[Public Interpretations Database]

I-0351: User Attributes To Be Bound Should Be Specified

 
TYPE:                 NIAP Interpretation
NUMBER:               I-0351
STATUS:               Formally Superseded

TITLE:                User Attributes To Be Bound Should Be Specified
SUPERSEDED BY:        
     I-0415           User Attributes To Be Bound Should Be Specified

EFFECTIVE:            2000-03-27
SUPERSEDED:           2002-05-14

SOURCE REFERENCE:     CC v2.1 Part 2 Subclause 7.6 FIA_USB.1
                      CC v2.1 Part 2 Subclause G.6 FIA_USB.1
RELATED TO:
     I-0353           Association Of Access Control Attributes With Subjects And Objects
     I-0354           Association Of Information Flow Attributes W/Subjects And Information
CCIMB ENTRY:          CCIMB-INTERP-0102

STATEMENT

The following interprets the FIA_USB.1 component:

PP or ST authors must be able to explicitly specify the user security attributes to be bound to subjects created on behalf of a user; refinement of the phrase "appropriate" is too vague.

RECOMMENDED CRITERIA CHANGES

In order to address this interpretation, the following changes should be made to FIA_USB.1.1: (additions marked thusly; deletions marked thusly):

FIA_USB.1.1: The TSF shall associate the appropriate following user security attributes with subjects acting on behalf of that user: [assignment: list of user security attributes to be bound].

SUPPORT:

At the time a PP/ST is developed, the PP/ST author knows the significant attributes of the FSPs of the TOE, and which of those attributes are to be derived from user-based information.
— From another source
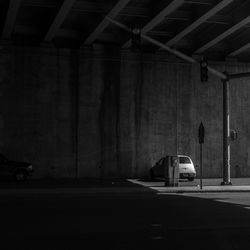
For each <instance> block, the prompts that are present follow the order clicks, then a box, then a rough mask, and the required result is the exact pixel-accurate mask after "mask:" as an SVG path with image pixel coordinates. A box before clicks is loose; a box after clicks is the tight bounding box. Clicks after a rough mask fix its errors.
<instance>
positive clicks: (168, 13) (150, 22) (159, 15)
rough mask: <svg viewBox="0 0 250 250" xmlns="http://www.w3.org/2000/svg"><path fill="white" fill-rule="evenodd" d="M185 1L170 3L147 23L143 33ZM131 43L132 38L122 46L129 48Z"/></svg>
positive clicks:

Thus, it is possible for the PP/ST author to specify which user attributes are to be bound to subjects created on the user's behalf.
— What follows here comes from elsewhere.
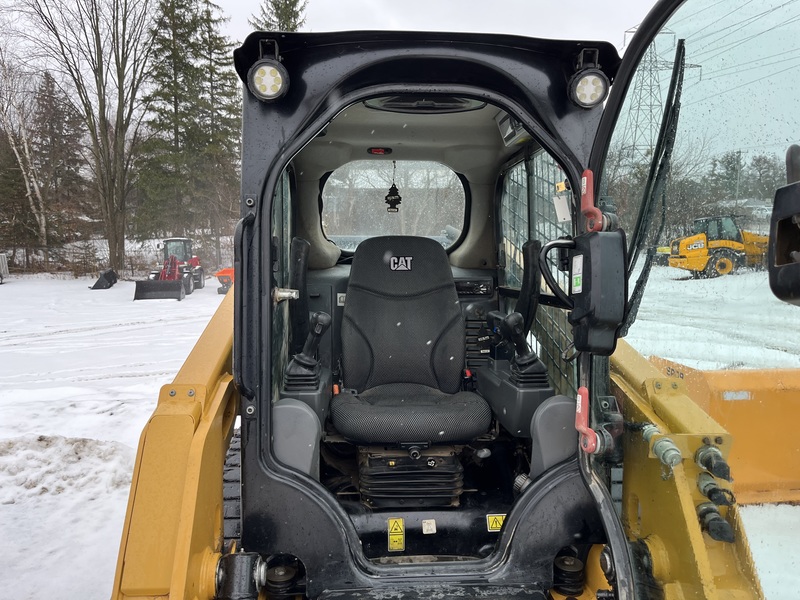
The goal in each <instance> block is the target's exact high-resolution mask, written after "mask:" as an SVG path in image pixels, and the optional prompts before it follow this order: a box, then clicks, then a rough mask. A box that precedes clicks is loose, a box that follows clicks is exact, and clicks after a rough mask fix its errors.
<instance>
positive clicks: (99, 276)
mask: <svg viewBox="0 0 800 600" xmlns="http://www.w3.org/2000/svg"><path fill="white" fill-rule="evenodd" d="M115 283H117V272H116V271H115V270H114V269H105V270H104V271H100V276H99V277H98V278H97V281H95V282H94V285H92V286H89V289H90V290H107V289H108V288H110V287H111V286H112V285H114V284H115Z"/></svg>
However, in CC v2.1, the words of the FIA_USB.1.1 element use the word "appropriate". In order to specify the specific attributes to be bound, the PP/ST author must refine the element, and the evaluator must determine if the specified attributes are indeed "appropriate"; further, the evaluator must determine if there are appropriate attributes not included in the refined element. This creates a risk of inconsistent evaluator interpretation.
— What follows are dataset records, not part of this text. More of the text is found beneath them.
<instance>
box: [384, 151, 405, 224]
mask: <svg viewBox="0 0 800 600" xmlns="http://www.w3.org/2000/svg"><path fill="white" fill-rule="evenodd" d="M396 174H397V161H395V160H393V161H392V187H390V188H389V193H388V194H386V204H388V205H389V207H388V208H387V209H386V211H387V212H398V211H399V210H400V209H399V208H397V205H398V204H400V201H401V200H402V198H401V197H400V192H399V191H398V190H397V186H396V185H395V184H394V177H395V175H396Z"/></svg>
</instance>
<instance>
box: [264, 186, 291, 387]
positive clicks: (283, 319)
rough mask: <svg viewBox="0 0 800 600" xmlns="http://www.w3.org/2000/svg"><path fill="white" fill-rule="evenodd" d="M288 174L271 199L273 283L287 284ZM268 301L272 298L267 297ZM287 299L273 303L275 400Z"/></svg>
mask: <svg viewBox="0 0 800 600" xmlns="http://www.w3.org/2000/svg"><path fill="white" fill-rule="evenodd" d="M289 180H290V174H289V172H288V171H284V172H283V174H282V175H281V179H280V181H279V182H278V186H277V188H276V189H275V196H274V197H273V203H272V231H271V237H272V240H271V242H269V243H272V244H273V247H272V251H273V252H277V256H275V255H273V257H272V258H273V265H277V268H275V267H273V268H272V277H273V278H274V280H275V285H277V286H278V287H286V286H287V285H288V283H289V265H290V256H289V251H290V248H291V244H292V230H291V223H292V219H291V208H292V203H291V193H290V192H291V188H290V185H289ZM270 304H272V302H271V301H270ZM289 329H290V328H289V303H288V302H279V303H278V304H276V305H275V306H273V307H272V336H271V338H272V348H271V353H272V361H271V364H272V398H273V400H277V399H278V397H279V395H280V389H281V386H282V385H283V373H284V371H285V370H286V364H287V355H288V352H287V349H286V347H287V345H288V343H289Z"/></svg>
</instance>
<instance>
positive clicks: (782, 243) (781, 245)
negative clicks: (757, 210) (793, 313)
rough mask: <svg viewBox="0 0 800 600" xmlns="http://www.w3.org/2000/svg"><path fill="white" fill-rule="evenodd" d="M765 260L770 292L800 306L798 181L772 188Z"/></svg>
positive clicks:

The ideal approach is to replace the need for refinement with an explicit assignment. The assignment should be driven by the attributes that are needed to enforce the TSP. For example, an access control policy based on user identity would require the user identity information be bound to the subject.

This interpretation should be distinguished from I-0353/I-0354, which discuss the security attributes bound to subjects, for not all subject security attributes derive from user attributes.